Monumento à Barbárie nos Vinhedos Gaúchos. Por Viegas Fernandes da Costa

O documento produzido pela CIC-BG não é uma vergonha, mas sim verdadeiro monumento à barbárie.

 

Foto: Ignacio Blanco.

Por Viegas Fernandes da Costa.

Após a constatação de trabalho análogo à escravidão de mais de uma centena de seres humanos nas vinícolas Aurora, Salton e Garibaldi, o Centro da Indústria, Comércio e Serviços de Bento Gonçalves (CIC-BG) publicou uma nota de apoio às vinícolas que soa como um atentado ao bom senso, aos direitos fundamentais do ser humano e à decência.
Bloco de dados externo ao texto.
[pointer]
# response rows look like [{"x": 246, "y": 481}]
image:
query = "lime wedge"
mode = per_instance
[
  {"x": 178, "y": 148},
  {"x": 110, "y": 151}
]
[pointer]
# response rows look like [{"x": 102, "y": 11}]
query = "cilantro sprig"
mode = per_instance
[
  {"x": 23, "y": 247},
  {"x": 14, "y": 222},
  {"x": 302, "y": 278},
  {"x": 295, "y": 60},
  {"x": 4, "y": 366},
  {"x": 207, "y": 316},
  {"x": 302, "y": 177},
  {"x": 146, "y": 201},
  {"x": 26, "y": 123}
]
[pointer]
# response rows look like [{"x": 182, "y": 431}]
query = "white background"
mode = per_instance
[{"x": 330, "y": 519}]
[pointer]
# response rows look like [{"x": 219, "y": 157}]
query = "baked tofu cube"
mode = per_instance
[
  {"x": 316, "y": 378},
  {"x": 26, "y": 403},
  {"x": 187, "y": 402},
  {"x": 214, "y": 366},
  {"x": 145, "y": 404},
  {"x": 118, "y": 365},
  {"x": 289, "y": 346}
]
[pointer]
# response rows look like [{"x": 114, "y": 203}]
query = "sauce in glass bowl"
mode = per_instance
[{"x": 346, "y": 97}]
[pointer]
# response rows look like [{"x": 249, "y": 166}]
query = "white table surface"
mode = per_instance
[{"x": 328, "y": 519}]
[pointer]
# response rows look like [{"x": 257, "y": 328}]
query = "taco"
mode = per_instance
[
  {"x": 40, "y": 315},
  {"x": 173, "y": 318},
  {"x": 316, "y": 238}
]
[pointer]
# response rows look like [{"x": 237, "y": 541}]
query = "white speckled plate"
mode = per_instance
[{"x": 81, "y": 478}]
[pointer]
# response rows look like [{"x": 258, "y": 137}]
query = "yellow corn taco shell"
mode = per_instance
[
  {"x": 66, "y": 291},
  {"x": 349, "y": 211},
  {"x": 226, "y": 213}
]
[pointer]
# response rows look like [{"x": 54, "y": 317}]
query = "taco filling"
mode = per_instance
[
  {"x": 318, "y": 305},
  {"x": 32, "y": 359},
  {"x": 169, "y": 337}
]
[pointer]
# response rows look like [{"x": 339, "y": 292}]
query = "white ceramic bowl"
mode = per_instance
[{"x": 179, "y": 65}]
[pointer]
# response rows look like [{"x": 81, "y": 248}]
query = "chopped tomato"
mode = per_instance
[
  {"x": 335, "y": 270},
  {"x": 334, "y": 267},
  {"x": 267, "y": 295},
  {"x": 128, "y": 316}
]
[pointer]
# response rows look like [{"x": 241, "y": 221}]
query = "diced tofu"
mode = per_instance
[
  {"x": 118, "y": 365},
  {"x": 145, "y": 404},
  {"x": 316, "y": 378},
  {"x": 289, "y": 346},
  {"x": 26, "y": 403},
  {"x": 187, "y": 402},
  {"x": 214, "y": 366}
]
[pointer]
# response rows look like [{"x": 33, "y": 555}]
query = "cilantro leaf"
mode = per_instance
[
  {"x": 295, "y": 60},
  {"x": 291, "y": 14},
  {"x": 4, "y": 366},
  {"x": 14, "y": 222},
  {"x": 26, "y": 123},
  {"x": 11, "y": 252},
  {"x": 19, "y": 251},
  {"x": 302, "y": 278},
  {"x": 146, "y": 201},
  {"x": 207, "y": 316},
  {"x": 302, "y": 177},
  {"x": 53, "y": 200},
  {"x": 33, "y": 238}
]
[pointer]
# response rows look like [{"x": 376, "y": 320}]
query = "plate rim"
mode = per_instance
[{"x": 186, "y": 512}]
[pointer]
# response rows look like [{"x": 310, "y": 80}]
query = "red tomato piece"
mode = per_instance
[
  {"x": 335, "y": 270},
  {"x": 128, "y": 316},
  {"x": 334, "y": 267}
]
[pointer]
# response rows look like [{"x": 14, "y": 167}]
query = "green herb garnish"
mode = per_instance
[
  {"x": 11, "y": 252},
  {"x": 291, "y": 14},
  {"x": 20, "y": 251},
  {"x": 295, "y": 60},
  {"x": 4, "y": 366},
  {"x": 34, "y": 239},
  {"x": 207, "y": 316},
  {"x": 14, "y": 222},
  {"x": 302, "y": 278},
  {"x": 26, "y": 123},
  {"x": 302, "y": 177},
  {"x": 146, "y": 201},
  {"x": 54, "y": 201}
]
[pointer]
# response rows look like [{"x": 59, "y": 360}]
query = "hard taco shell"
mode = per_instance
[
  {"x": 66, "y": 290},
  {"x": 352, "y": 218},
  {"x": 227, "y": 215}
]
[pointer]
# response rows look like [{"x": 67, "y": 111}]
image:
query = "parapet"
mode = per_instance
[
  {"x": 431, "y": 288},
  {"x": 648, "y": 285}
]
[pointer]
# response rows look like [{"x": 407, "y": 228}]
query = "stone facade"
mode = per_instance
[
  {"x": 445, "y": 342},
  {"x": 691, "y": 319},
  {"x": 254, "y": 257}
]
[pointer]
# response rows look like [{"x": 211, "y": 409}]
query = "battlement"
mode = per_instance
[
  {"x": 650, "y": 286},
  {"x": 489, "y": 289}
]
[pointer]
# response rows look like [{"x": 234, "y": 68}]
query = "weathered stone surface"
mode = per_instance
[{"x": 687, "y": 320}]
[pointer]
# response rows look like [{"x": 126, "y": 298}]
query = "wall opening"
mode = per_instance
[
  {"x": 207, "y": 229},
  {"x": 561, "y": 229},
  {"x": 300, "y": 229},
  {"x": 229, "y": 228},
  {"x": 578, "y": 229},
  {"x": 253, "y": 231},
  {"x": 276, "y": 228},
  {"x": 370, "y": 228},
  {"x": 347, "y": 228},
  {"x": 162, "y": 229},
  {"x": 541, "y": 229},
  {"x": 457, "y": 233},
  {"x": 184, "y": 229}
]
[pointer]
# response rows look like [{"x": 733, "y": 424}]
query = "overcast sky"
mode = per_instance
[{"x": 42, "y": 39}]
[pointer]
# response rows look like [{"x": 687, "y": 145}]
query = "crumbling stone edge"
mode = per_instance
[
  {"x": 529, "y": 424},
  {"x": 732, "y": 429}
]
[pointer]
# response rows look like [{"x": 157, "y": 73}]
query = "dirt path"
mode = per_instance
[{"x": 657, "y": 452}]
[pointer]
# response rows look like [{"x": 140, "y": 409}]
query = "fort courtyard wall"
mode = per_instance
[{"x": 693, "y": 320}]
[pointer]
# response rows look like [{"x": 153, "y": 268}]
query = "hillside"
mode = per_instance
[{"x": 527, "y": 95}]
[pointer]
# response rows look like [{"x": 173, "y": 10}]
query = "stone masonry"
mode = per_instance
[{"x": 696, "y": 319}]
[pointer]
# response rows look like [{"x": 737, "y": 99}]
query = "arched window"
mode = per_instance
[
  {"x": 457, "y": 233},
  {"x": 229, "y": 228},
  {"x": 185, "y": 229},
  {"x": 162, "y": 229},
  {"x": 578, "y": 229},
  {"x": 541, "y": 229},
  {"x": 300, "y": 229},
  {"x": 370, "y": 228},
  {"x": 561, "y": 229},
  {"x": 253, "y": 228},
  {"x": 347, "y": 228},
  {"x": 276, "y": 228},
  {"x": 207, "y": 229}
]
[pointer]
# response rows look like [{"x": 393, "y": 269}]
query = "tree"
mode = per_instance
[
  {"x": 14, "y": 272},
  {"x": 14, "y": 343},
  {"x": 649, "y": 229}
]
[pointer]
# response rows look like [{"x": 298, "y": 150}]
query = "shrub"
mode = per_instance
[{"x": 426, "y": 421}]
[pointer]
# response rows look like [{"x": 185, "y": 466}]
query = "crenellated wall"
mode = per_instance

Ao invés de condenar as empresas e empresários que promoveram a comprovada exploração de trabalhadores em condição análoga à escravidão, e de se solidarizar com as vítimas, a CIC-BG justificou a prática obscena e criminosa da escravidão na falta de “mão de obra” local. Na perspectiva preconceituosa, escravocrata e ultraliberal dos empresários gaúchos que produziram o documento, a falta de trabalhadores para colher uvas, por exemplo, seria motivada pelas políticas sociais de distribuição de renda.

Em 1939, em outro município do Rio Grande do Sul chamado Marcelino Ramos, uma organização chamada Associação Brasil Livre publicou documento no qual propunha ao Governo Federal a construção em território gaúcho de campo de concentração que serviria como destino final para judeus, doentes crônicos, condenados pela justiça, alienados mentais e idosos sem posses. Agora, em 2023, outra organização das elites gaúchas torna pública sua visão de mundo fascista, defendendo o fim de políticas sociais para poder subjugar de modo vil seus trabalhadores rurais.

Afinal, se uma renda de R$ 600,00 paga pelo Bolsa Família é a razão para a falta de mão de obra nas vinícolas do Rio Grande do Sul, quais não são as condições de trabalho e renda daquele mercado local?

Ao invés de justificar a escravidão moderna promovida entre seus associados, o Centro da Indústria, Comércio e Serviços de Bento Gonçalves deveria vir a público para 1) condenar a prática da exploração do trabalho análogo á escravidão; 2) solidarizar-se com as vítimas, neste caso, os trabalhadores e não os empresários; 3) promover ações de reparação; 4) criar um programa de combate a toda forma de exploração ilegal do trabalho por seus associados.  O documento produzido pela CIC-BG não é uma vergonha, mas sim verdadeiro monumento à barbárie.

Transcrevo abaixo trecho do documento:

“Situações como esta, infelizmente, estão também relacionadas a um problema que há muito tempo vem sendo enfatizado e trabalhado pelo CIC-BG e Poder Público local: a falta de mão de obra e a necessidade de investir em projetos e iniciativas que permitam minimizar este grande problema. Há uma larga parcela da população com plenas condições produtivas e que, mesmo assim, encontra-se inativa, sobrevivendo através de um sistema assistencialista que nada tem de salutar para a sociedade.”

 

Viegas Fernandes da Costa é docente e escritor.